DuPont justifies the high price by citing Sustiva’s research and manufacturing costs, the standard excuse. But as activists are quick to note, the drug’s development proceeded at record pace because of their pressure on the FDA, and the agency granted the drug accelerated approval on the basis of results from treating fewer than 1,000 volunteers for six months. Questions about the side effects, toxicity and optimal use may never be answered.
It is hard to dispute claims about Sustiva’s production costs because drug companies never open their books. But the fact is, costs are never a decisive factor in drug prices. Traditionally, less than a third of a drug’s wholesale price pays for manufacture, 15 percent for research and development, and a quarter for marketing; the rest mostly goes to profits. Since cost recovery is rarely a problem, marketing concerns drive pricing decisions.
DuPont is no exception. In June, company consultants surveyed AIDS community “thought leaders” about an acceptable price. Then, at last summer’s World AIDS Conference in Geneva, publicists swarmed out from DuPont’s extravagant exhibition booth armed with press releases enthusiastically spinning the trial results, despite the fact that most researchers dismissed the “protease-sparing” claims as “premature.”
Once Sustiva hits pharmacies, its high price is likely to kick off even-more-extensive marketing efforts to increase sales.

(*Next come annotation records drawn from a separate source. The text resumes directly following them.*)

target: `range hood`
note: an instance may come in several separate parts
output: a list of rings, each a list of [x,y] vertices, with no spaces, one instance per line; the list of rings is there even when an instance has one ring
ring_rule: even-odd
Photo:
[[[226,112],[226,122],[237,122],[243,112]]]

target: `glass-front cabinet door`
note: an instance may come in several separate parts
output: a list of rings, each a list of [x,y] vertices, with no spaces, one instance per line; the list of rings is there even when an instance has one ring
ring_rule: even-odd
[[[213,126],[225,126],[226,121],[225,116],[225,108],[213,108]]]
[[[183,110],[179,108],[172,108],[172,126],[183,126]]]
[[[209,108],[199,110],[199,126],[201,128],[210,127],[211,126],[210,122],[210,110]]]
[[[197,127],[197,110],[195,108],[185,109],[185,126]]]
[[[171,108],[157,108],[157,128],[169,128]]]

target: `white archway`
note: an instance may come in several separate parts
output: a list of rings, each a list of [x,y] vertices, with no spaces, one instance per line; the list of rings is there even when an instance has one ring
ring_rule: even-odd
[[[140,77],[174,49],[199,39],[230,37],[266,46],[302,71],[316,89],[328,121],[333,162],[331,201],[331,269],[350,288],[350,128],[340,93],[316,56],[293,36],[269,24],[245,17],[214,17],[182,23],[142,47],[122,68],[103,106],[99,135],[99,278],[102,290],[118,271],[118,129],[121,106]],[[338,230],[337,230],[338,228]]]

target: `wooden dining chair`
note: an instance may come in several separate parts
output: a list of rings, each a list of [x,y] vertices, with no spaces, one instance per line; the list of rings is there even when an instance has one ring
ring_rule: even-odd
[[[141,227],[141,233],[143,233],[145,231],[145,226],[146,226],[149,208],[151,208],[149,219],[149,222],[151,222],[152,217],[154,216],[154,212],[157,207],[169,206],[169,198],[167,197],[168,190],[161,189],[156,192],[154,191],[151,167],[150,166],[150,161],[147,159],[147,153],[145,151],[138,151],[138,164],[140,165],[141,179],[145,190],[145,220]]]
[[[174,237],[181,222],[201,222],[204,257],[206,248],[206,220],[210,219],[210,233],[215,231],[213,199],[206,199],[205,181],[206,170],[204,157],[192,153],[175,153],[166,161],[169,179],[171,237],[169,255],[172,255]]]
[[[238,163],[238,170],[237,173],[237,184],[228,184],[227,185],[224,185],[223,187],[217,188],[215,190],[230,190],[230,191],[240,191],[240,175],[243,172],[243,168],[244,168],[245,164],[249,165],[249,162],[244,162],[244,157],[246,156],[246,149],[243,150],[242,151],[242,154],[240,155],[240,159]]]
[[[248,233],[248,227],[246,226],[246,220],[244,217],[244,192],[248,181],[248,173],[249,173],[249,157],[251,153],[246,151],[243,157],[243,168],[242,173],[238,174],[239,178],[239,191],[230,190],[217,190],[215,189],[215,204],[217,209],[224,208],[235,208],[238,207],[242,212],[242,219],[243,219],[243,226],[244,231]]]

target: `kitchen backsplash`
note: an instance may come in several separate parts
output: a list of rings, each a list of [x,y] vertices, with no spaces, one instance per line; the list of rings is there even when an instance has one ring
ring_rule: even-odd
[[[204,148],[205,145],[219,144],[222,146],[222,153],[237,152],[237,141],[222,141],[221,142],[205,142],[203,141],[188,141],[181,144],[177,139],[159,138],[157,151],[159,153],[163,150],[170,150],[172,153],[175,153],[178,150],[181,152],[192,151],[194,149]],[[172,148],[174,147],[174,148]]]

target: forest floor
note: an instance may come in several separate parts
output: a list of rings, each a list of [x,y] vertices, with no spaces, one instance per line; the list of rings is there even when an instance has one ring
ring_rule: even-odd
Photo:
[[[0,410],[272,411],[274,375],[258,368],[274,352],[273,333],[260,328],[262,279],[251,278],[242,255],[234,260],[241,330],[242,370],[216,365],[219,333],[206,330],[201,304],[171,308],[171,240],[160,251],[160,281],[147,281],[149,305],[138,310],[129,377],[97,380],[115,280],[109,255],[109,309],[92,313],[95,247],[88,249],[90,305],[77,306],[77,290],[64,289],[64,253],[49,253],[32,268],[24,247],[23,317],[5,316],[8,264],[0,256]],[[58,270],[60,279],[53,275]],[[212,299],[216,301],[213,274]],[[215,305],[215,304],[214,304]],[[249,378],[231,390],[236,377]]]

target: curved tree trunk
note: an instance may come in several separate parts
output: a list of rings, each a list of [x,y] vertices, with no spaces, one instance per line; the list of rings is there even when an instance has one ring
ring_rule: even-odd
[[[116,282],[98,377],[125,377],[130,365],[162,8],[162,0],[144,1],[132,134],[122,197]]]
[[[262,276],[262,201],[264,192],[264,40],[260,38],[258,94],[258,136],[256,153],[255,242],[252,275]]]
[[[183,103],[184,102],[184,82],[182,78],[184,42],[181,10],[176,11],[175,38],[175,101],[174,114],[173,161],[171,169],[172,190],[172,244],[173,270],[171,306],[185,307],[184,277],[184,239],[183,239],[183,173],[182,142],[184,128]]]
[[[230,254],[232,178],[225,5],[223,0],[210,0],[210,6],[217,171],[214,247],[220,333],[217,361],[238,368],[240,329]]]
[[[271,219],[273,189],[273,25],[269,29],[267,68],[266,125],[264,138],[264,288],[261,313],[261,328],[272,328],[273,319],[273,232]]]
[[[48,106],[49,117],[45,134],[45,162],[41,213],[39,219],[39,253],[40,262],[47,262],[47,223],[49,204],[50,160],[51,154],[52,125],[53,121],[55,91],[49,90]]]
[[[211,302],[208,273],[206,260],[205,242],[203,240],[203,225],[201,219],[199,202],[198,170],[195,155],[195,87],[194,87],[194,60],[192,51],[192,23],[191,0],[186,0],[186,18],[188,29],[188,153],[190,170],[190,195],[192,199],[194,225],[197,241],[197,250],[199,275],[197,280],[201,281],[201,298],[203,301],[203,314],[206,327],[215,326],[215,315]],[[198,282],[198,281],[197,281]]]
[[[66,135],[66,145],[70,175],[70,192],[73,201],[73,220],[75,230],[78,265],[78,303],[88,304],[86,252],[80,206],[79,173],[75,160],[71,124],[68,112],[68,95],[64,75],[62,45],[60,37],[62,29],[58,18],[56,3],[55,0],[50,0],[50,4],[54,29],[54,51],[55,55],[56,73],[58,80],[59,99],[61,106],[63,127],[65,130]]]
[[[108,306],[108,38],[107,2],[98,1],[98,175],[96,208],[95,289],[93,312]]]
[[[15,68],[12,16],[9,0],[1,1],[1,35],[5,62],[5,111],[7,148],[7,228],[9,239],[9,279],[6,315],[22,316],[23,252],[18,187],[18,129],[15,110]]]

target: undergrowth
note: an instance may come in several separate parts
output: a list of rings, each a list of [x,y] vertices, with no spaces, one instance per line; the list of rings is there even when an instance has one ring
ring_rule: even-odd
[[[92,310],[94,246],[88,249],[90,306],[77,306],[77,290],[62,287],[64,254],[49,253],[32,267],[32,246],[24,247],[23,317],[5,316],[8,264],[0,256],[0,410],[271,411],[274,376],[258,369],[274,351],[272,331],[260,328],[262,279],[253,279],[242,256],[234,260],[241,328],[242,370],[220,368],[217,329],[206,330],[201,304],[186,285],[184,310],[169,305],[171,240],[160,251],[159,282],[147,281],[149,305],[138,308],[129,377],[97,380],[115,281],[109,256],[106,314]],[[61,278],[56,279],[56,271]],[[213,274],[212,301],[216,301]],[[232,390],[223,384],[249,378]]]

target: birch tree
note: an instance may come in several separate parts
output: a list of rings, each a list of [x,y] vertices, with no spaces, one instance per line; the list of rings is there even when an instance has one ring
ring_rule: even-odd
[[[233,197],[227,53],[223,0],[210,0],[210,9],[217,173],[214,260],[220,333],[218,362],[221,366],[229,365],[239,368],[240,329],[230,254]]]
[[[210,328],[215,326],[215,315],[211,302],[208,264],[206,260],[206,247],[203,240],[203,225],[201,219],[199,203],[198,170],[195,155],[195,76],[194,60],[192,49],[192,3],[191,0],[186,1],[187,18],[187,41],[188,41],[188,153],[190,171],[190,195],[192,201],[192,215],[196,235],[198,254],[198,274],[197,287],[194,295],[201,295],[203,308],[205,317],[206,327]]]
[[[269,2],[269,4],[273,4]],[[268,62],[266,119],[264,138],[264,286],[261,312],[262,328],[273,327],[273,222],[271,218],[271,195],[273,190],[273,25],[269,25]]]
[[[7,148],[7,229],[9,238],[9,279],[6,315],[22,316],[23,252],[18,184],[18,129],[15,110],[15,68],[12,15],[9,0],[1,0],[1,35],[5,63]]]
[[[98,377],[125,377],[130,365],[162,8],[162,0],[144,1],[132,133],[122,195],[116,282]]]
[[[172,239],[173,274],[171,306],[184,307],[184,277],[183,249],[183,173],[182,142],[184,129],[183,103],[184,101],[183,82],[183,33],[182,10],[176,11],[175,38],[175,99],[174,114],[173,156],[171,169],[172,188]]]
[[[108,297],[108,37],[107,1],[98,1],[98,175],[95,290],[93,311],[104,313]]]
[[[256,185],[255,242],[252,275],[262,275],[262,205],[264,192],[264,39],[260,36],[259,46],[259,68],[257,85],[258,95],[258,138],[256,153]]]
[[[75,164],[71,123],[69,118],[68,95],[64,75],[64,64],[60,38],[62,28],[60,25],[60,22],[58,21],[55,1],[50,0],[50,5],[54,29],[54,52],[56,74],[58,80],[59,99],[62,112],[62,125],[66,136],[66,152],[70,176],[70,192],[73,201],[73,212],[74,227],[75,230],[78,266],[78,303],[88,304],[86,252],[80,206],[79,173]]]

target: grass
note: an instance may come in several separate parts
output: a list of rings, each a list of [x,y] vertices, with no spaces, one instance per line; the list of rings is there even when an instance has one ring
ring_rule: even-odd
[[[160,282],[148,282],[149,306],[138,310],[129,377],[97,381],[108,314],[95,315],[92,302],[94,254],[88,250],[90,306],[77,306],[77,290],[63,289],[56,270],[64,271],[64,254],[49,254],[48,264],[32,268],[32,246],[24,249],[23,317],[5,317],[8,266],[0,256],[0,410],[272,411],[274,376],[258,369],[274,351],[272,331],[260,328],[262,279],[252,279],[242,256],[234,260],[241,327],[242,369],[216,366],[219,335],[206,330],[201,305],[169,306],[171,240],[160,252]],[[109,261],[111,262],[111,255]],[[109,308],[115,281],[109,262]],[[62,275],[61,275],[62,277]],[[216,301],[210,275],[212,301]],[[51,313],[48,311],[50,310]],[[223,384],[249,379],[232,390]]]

HIVers need solid info to make the best treatment decisions. Instead, they are barraged by messages extolling the delights that anyone at any stage of disease can expect from taking fistfuls of pills.
In a familiar lament, ACT UP/Golden Gate’s Mike Donnelly recently said, “What the adds should show isn’t people mountain climbing but sitting on the toilet. We should demand that they stop those pretty, pricey ads.” Donnelly can demand all he likes, but every time he goes to the drugstore, he pays for the very thing he detests.